Wave Life Sciences Ltd. (NASDAQ: WVE) announced updated results from its RestorAATion-2 trial of WVE-006, an investigational RNA editing treatment for alpha-1 antitrypsin deficiency (AATD). The company reported that the treatment achieved what it characterized as an MZ-like phenotype across both biweekly and monthly dosing schedules.

In the 200 mg biweekly dosing cohort, WVE-006 generated wild-type M-AAT comprising 64% of total AAT and reduced harmful Z-AAT by 71%, with total AAT levels reaching 11.9 µM. The 400 mg monthly dosing regimen produced similar results with 13.6 µM total AAT. The company stated that editing effects were sustained for at least three months following the last dose.
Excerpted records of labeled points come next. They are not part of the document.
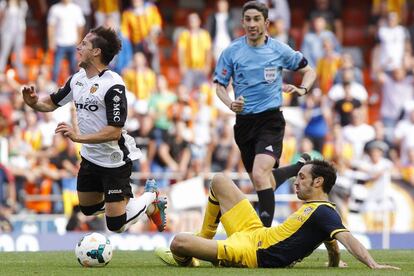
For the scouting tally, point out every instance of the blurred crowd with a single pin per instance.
(360, 113)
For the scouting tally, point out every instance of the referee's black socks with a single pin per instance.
(266, 206)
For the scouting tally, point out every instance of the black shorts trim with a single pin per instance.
(260, 133)
(115, 183)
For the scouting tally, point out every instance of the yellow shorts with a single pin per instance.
(244, 229)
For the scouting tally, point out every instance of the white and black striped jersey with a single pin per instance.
(100, 101)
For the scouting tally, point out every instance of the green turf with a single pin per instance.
(146, 263)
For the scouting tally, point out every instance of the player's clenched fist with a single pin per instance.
(30, 96)
(67, 131)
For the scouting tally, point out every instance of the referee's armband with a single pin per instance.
(218, 82)
(302, 63)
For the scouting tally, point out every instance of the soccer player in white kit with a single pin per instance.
(107, 150)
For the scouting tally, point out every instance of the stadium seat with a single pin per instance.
(355, 17)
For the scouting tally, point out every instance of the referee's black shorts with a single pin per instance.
(260, 133)
(115, 183)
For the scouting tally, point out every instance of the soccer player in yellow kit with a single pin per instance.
(250, 244)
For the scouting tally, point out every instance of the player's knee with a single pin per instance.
(259, 178)
(116, 224)
(178, 244)
(218, 181)
(92, 209)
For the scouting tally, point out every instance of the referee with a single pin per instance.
(254, 63)
(103, 183)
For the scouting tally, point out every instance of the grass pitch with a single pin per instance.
(146, 263)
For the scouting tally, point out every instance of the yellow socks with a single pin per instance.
(211, 217)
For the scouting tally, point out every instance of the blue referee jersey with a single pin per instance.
(256, 72)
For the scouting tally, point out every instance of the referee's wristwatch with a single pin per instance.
(303, 88)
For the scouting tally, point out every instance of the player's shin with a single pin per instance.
(211, 217)
(136, 207)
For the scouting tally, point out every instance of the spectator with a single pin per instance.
(194, 53)
(377, 170)
(329, 10)
(7, 187)
(281, 33)
(125, 55)
(403, 135)
(13, 33)
(173, 155)
(344, 107)
(65, 29)
(220, 25)
(105, 10)
(279, 9)
(357, 90)
(5, 224)
(407, 170)
(312, 46)
(141, 24)
(327, 66)
(347, 63)
(396, 90)
(159, 104)
(140, 80)
(317, 116)
(86, 8)
(306, 145)
(393, 42)
(358, 133)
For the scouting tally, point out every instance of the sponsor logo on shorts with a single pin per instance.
(115, 157)
(116, 111)
(118, 90)
(116, 99)
(94, 88)
(117, 191)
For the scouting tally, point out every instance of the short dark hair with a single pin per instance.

The ongoing Phase 1b/2a trial includes three dose cohorts with eight participants each. Data showed dose-dependent reductions in circulating Z-AAT protein from baseline, reaching 70.5% reduction in the 200 mg biweekly cohort after seven doses and 67.7% reduction in the 400 mg monthly cohort after four doses.
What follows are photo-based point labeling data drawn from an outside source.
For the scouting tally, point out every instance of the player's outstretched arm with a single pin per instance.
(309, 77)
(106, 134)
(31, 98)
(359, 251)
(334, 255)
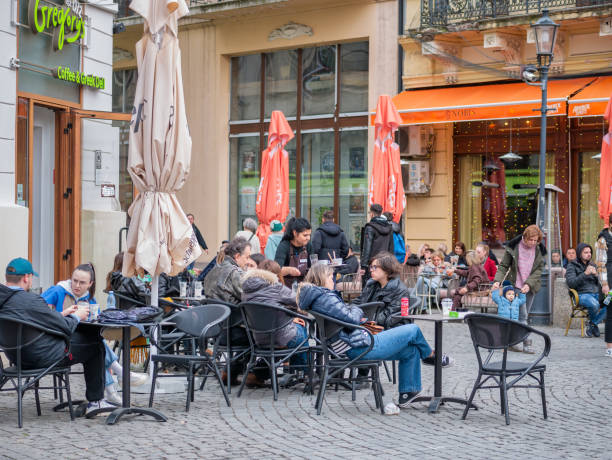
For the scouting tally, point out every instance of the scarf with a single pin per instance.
(526, 257)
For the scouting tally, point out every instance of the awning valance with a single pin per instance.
(484, 102)
(592, 100)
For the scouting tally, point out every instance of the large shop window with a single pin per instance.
(323, 92)
(496, 200)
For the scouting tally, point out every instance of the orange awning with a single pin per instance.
(485, 102)
(592, 100)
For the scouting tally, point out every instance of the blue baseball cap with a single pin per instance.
(20, 266)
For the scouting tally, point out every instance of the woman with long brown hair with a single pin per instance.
(404, 344)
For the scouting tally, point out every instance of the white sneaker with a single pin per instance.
(111, 395)
(136, 379)
(102, 404)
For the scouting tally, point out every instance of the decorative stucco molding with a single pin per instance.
(445, 53)
(289, 31)
(510, 47)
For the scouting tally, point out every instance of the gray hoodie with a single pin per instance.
(264, 287)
The trial also documented three instances of dynamic AAT production during acute phase responses. Two participants in the 400 mg multidose cohort showed AAT increases of 57.8% and 59.8% during mild upper respiratory infections.
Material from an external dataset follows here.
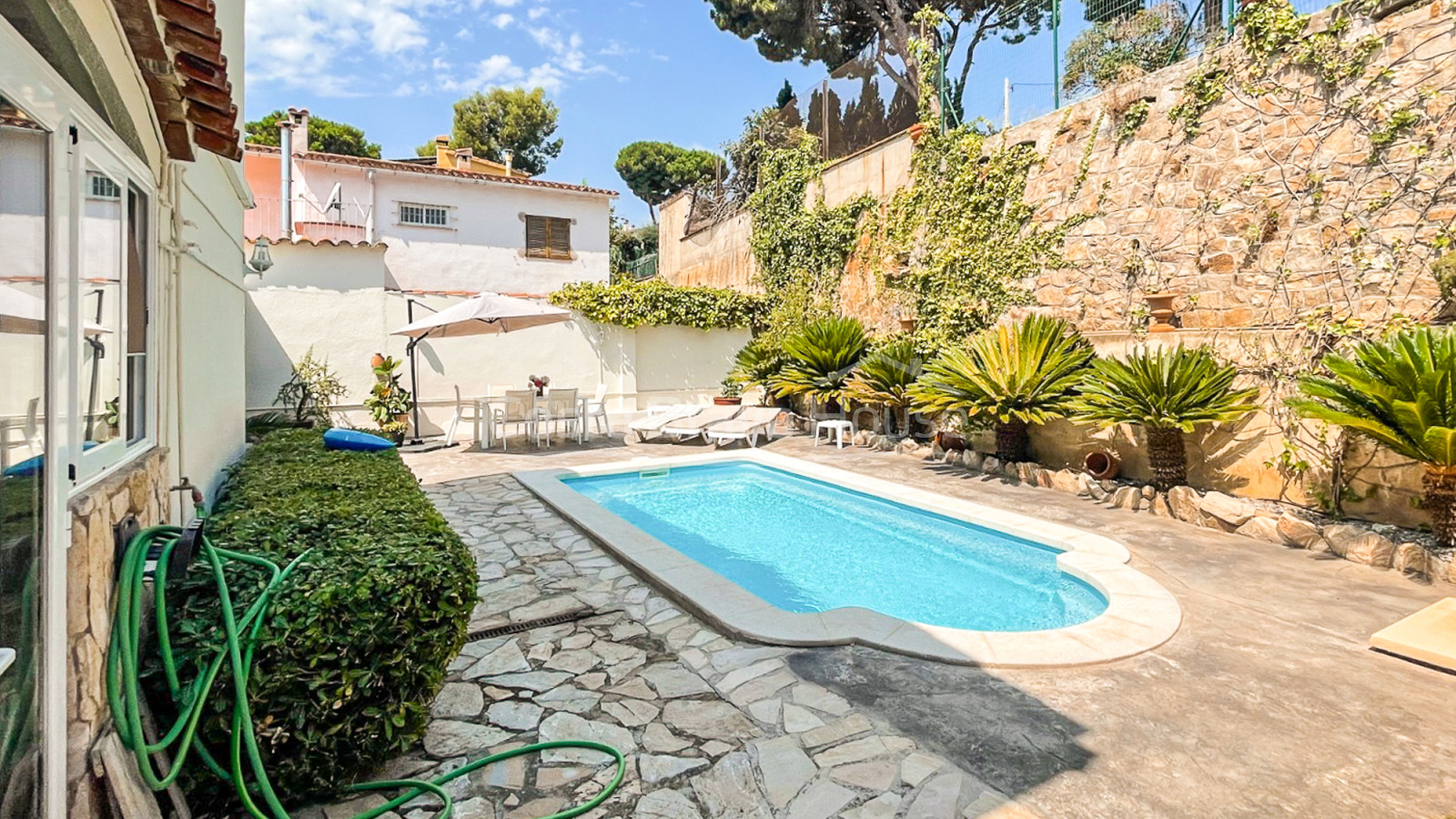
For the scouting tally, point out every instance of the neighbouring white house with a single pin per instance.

Wave reported that WVE-006 was generally well tolerated with no serious adverse events or liver toxicities. All adverse events were characterized as mild to moderate in intensity.

The company expects to receive regulatory feedback on a potential accelerated approval pathway in mid-2026 and plans to share data from the 600 mg monthly multidose cohort in the second half of 2026.

AATD is a genetic disorder that affects lung and liver function. The only currently approved treatment is weekly intravenous plasma-derived augmentation therapy, which addresses only lung manifestations of the disease.